Les avantages naturels qu’un pays a sur un autre pour la production de certaines marchandises sont quelquefois si grands, que du sentiment unanime de tout le monde, il y aurait de la folie à vouloir lutter contre eux. Au moyen de serres chaudes, de couches, de châssis de verre, on peut faire croître en Écosse de fort bons raisins, dont on peut faire aussi de fort bon vin avec trente fois peut-être autant de dépense qu’il en coûterait pour s’en procurer de tout aussi bon de l’étranger. Or, trouverait-on bien raisonnable un règlement qui prohiberait l’importation de tous les vins étrangers[1], uniquement pour encourager à faire du vin de Bordeaux et du vin de Bourgogne en Écosse ? Mais s’il y a absurdité évidente à vouloir tourner vers un emploi trente fois plus du capital et de l’industrie du pays, qu’il ne faudrait en mettre pour acheter à l’étranger la même quantité de la marchandise qu’on veut avoir, nécessairement la même absurdité existe (et quoique pas tout à fait aussi choquante, néanmoins exactement la même) à vouloir tourner vers un emploi de la même sorte un trentième, ou, si l’on veut, un trois-centième de l’un et de l’autre de plus qu’il n’en faut. Il n’importe nullement, à cet égard, que les avantages qu’un pays a sur l’autre soient naturels ou acquis. Tant que l’un des pays aura ces avantages et qu’ils manqueront à l’autre, il sera toujours plus avantageux pour celui-ci d’acheter du premier, que de fabriquer lui-même.

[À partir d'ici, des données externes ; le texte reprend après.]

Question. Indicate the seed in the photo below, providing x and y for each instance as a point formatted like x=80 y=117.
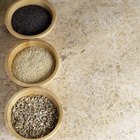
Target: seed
x=31 y=20
x=31 y=124
x=33 y=64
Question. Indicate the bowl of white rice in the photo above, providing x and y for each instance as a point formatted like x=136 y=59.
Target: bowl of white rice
x=32 y=63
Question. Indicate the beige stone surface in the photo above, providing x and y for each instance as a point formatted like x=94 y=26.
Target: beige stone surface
x=98 y=82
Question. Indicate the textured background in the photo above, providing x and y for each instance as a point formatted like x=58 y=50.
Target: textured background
x=98 y=81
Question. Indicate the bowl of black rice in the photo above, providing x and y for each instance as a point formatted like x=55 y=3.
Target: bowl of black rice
x=33 y=113
x=30 y=19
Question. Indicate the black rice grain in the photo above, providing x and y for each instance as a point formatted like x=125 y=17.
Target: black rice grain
x=31 y=20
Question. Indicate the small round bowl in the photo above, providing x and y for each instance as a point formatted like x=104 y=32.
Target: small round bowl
x=21 y=46
x=27 y=92
x=21 y=3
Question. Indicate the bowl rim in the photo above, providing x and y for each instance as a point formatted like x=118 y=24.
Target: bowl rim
x=23 y=84
x=47 y=92
x=26 y=3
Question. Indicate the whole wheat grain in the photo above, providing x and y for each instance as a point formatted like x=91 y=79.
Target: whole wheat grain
x=34 y=116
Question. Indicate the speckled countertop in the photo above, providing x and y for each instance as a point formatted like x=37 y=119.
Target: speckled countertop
x=98 y=81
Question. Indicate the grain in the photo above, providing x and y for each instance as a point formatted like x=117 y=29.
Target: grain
x=31 y=20
x=34 y=116
x=33 y=65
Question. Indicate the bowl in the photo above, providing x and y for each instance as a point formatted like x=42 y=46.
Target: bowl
x=28 y=92
x=21 y=3
x=21 y=46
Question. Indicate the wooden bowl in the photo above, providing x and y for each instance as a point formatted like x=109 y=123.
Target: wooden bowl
x=21 y=3
x=27 y=92
x=21 y=46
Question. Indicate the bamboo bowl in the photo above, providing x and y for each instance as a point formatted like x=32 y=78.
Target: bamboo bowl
x=21 y=3
x=25 y=44
x=27 y=92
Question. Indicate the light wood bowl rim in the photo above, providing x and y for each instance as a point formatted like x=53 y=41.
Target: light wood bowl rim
x=18 y=46
x=20 y=3
x=26 y=92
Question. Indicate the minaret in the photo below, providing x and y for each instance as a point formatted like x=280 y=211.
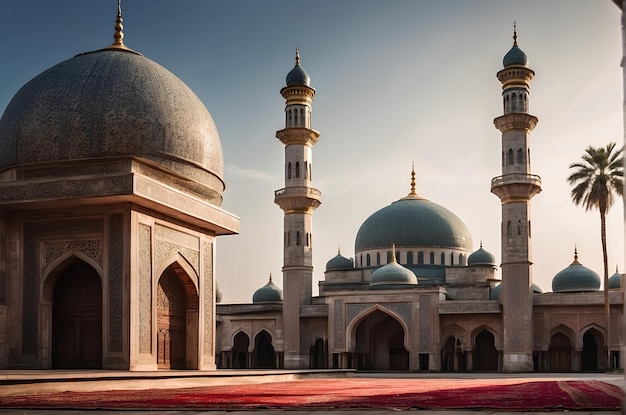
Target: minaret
x=515 y=188
x=298 y=199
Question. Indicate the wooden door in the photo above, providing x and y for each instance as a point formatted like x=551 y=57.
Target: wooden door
x=77 y=319
x=171 y=316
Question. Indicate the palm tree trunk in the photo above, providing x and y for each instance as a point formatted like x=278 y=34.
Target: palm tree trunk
x=607 y=307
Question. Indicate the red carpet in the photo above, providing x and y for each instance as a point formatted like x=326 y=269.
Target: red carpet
x=507 y=395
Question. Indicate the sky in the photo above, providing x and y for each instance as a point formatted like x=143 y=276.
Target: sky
x=397 y=82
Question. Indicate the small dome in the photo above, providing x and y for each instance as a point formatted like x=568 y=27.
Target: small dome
x=494 y=293
x=481 y=257
x=339 y=262
x=615 y=280
x=392 y=274
x=298 y=76
x=515 y=56
x=269 y=293
x=575 y=278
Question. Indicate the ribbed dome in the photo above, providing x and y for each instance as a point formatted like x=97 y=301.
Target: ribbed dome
x=339 y=262
x=575 y=278
x=494 y=293
x=413 y=221
x=391 y=275
x=112 y=103
x=298 y=76
x=269 y=293
x=481 y=257
x=615 y=280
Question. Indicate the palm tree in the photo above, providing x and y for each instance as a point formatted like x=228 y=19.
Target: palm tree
x=596 y=179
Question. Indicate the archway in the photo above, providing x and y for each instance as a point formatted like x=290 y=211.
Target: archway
x=560 y=353
x=239 y=352
x=593 y=343
x=485 y=353
x=77 y=318
x=380 y=343
x=264 y=356
x=177 y=320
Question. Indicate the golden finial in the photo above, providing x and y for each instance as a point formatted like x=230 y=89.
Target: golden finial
x=119 y=34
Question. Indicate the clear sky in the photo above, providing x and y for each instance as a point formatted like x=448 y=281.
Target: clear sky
x=397 y=82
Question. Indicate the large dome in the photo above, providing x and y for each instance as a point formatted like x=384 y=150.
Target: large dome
x=112 y=103
x=413 y=221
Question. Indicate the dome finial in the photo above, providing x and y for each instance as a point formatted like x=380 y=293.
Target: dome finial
x=119 y=34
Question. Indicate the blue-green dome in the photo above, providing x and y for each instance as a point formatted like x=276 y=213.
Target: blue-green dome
x=575 y=278
x=481 y=257
x=269 y=293
x=494 y=293
x=515 y=57
x=392 y=274
x=298 y=76
x=339 y=262
x=413 y=221
x=615 y=280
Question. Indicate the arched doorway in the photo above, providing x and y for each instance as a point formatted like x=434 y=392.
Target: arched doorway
x=560 y=353
x=380 y=343
x=177 y=320
x=264 y=356
x=593 y=343
x=485 y=353
x=77 y=318
x=239 y=352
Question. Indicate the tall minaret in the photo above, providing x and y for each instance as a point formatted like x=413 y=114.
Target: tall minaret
x=298 y=200
x=515 y=188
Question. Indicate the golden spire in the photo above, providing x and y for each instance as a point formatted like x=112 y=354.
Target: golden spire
x=119 y=34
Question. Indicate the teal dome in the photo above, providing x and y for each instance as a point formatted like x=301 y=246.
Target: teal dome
x=392 y=275
x=515 y=57
x=269 y=293
x=413 y=221
x=615 y=280
x=481 y=257
x=298 y=76
x=575 y=278
x=339 y=262
x=494 y=293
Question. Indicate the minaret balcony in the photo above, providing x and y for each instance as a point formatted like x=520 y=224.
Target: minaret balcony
x=298 y=135
x=298 y=199
x=515 y=121
x=516 y=187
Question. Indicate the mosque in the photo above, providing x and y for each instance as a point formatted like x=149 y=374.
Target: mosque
x=111 y=181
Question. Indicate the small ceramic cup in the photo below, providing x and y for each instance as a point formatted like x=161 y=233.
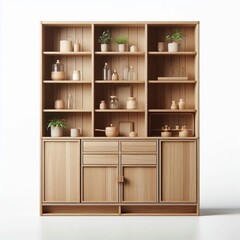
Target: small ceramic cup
x=161 y=46
x=75 y=132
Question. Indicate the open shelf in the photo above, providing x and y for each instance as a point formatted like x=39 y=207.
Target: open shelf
x=156 y=174
x=68 y=53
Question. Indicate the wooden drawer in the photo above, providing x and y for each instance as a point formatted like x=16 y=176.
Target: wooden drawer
x=100 y=159
x=139 y=146
x=139 y=159
x=100 y=146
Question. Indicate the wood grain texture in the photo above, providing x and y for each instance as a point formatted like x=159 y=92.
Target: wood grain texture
x=98 y=159
x=139 y=146
x=100 y=184
x=139 y=184
x=178 y=171
x=62 y=171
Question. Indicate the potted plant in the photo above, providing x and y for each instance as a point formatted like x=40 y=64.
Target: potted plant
x=175 y=38
x=121 y=41
x=57 y=126
x=105 y=39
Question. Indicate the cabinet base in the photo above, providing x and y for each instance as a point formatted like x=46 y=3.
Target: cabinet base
x=141 y=210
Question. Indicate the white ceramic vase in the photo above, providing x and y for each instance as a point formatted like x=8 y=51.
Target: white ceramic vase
x=121 y=47
x=104 y=47
x=56 y=132
x=173 y=47
x=181 y=104
x=174 y=105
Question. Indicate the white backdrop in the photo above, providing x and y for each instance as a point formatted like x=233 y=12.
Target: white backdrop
x=20 y=94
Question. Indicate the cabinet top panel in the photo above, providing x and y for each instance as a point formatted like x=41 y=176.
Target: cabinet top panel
x=120 y=23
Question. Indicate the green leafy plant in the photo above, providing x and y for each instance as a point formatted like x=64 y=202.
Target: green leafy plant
x=57 y=123
x=121 y=40
x=105 y=38
x=175 y=36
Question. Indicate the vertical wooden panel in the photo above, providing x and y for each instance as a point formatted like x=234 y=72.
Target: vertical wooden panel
x=100 y=184
x=139 y=184
x=178 y=171
x=62 y=171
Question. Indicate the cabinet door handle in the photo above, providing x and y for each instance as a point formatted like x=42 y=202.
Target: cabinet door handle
x=120 y=179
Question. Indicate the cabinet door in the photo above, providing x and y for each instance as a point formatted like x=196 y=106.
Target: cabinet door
x=139 y=184
x=62 y=171
x=178 y=171
x=100 y=184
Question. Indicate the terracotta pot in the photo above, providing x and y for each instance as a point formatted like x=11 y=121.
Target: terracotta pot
x=56 y=132
x=104 y=47
x=173 y=47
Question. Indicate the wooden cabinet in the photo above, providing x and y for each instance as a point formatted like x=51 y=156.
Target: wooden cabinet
x=139 y=184
x=155 y=172
x=100 y=170
x=178 y=171
x=100 y=184
x=61 y=171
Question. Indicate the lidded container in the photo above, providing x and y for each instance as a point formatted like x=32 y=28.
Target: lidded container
x=131 y=103
x=114 y=102
x=58 y=71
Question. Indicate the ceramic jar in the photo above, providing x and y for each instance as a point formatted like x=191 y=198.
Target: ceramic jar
x=57 y=71
x=76 y=47
x=65 y=46
x=181 y=104
x=76 y=75
x=114 y=102
x=161 y=46
x=102 y=105
x=133 y=48
x=174 y=105
x=59 y=104
x=115 y=75
x=131 y=103
x=75 y=132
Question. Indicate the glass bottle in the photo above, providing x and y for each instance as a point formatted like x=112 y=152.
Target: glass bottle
x=70 y=101
x=181 y=103
x=125 y=70
x=174 y=105
x=131 y=103
x=131 y=74
x=115 y=75
x=114 y=102
x=105 y=71
x=102 y=105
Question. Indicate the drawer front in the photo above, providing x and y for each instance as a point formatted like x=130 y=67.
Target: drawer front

L’avantage qu’a un artisan sur son voisin qui exerce un autre métier, n’est qu’un avantage acquis, et cependant tous les deux trouvent plus de bénéfice à acheter l’un de l’autre, que de faire eux-mêmes ce qui ne concerne pas leur aptitude particulière.

Les gens qui tirent le plus grand avantage de ce monopole du marché

  1. C’est sous ce nom que les Anglais désignent les vins de Bordeaux.